Può succedere che a furia di presentarsi come il governo della famiglia si sortisca l'effetto opposto, che vademecum come quello appena varato al Senato, promotori Maurizio Gasparri e Rocco Buttiglione, sui tredici o giù di lì motivi per dire di no a Emma facciano scattare il vezzo, la tentazione contraria. Di motivi per non votare il candidato governatore del Lazio per il centro sinistra, dipietristi forcaioli e giustizialisti compresi nella santa alleanza, ce ne sono di molto seri. Emma Bonino, con Marco Pannella, ha difeso strenuamente la linea fiscale di Prodi e Visco, ci ha sommersi di tasse. Da ministro del governo Prodi ha votato la controriforma previdenziale grazie alla quale l'Italia è diventato l'unico Paese ad abbassare l'età pensionabile. Ci è costata dieci miliardi di euro, un terzo dei quali li ha trovati innalzando i contributi a carico dei lavoratori parasubordinati, cioè proprio quei precari sulla cui sorte e futuro la sinistra ci tortura. Sempre da ministro di Romano Prodi, la Bonino ha deciso di non utilizzare la moratoria possibile, al contrario di quanto hanno scelto di fare gli altri Paesi europei, e ha fatto accomodare immigrati bulgari e rumeni neo europei senza il minimo controllo, teorizzando la bontà del'`invasione, impalcandosi a paladina dell`antirazzismo di governo.

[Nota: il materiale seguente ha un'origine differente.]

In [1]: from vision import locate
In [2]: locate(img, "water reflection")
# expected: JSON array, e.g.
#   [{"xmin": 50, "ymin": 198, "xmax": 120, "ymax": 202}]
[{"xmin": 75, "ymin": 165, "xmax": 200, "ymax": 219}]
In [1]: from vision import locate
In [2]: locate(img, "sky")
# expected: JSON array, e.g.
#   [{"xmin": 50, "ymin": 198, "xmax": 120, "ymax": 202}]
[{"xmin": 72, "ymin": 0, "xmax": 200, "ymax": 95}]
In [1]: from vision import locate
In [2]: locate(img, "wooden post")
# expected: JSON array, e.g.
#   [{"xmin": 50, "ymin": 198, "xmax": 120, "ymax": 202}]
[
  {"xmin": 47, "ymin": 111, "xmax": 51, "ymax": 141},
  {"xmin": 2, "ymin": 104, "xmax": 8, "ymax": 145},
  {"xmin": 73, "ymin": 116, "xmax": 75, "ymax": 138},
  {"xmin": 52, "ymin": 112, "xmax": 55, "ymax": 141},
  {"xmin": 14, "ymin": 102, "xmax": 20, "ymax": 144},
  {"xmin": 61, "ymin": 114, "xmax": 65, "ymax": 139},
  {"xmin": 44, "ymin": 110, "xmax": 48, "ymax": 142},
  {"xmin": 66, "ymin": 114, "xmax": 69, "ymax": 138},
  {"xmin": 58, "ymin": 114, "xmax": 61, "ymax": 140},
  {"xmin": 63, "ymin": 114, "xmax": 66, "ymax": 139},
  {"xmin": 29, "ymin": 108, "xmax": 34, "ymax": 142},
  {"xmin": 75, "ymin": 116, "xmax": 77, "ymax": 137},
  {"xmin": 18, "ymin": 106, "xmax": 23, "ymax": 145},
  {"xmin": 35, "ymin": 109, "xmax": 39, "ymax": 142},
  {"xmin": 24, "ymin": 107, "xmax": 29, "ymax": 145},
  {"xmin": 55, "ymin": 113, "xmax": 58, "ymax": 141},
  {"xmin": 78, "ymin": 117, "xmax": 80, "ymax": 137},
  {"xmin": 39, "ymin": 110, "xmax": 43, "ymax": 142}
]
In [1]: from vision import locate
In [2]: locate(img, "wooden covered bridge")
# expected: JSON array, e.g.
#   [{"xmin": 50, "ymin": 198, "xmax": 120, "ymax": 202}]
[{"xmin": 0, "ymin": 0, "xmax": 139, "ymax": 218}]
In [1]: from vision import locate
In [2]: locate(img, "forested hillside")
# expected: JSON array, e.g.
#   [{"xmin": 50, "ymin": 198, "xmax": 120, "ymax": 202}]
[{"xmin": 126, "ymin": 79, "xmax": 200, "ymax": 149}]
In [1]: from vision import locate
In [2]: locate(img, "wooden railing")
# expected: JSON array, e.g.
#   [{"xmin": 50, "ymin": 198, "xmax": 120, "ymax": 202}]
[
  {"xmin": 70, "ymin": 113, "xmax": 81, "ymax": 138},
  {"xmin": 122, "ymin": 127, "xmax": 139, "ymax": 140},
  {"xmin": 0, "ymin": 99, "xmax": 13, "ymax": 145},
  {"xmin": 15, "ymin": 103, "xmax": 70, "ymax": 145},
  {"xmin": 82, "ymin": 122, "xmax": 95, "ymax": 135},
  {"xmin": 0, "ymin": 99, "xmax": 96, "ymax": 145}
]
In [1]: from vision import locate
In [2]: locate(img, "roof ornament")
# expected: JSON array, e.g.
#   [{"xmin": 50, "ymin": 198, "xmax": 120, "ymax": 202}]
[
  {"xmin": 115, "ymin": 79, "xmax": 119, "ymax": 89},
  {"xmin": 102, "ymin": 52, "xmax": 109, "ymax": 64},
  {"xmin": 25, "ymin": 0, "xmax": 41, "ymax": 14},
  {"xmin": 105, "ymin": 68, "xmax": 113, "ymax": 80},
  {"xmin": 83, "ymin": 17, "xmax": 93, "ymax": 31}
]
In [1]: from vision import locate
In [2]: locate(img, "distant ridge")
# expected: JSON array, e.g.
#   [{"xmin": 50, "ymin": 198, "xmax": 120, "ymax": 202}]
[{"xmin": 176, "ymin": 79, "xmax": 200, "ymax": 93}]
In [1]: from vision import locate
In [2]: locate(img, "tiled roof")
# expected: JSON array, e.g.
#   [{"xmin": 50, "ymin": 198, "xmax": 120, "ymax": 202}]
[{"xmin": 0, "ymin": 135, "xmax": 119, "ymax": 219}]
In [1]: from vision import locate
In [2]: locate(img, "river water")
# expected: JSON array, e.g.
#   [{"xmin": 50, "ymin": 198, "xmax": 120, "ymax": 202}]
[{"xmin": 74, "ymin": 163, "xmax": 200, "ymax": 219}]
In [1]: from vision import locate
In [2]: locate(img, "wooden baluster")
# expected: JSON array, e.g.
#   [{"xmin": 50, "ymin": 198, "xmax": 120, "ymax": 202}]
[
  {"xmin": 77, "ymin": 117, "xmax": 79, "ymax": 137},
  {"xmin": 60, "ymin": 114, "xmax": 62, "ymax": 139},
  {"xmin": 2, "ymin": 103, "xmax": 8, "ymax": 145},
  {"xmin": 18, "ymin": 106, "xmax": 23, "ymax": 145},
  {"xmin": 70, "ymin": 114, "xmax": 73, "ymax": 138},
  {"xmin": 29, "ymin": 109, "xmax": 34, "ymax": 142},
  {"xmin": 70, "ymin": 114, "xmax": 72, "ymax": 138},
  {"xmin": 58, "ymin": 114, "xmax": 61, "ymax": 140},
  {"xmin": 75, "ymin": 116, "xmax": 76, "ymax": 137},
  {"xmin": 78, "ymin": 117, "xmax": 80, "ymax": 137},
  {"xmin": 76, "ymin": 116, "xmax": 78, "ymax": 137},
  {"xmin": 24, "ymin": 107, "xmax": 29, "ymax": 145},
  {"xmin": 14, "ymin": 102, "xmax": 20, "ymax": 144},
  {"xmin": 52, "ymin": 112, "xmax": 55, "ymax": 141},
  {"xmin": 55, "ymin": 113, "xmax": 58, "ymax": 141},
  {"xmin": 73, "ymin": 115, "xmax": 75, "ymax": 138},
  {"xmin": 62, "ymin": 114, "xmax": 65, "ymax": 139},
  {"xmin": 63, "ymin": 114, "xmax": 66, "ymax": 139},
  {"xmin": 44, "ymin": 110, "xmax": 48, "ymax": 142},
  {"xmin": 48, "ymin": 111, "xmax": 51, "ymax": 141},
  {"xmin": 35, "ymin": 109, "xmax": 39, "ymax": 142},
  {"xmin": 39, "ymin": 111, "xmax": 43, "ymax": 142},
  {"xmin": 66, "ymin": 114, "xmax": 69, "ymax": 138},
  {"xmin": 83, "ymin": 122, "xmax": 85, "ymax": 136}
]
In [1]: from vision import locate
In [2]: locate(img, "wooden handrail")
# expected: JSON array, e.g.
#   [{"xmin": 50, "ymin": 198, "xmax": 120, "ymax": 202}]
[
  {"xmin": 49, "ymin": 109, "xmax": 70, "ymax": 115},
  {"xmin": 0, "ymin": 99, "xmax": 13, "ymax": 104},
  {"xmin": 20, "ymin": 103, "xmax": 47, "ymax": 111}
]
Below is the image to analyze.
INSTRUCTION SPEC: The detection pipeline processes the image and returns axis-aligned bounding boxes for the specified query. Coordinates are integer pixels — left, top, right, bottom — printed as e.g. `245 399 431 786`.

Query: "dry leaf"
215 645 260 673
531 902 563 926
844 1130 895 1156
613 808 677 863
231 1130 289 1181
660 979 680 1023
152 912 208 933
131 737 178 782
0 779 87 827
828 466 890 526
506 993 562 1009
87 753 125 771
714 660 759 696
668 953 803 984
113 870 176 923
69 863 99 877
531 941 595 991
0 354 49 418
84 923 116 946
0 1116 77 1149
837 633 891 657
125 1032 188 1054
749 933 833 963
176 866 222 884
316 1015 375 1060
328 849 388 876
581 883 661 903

Sarà bene non votarla governatore, se possibile, anche se a suo tempo ha introdotto nell'Italia delle mammane e delle stragi per aborti clandestini, dei raschiamenti senza anestesia dei "cucchiai d'oro", un metodo, il Karman, l'aspirazione, che trasformò per tante l'incubo in un episodio doloroso più tollerabile. Ecco, quella era un'epoca, questa è un'altra, e lei allora aveva qualcosa in più da dire, oggi no. Oggi appartiene alla peggior politica di tattica senz'anima, di retorica bolsa, di politically correct noioso e nocivo. Sconfitta, statene certi, non farà il consigliere d'opposizione nel Lazio, si terrà la sua bella poltrona di Palazzo Madama.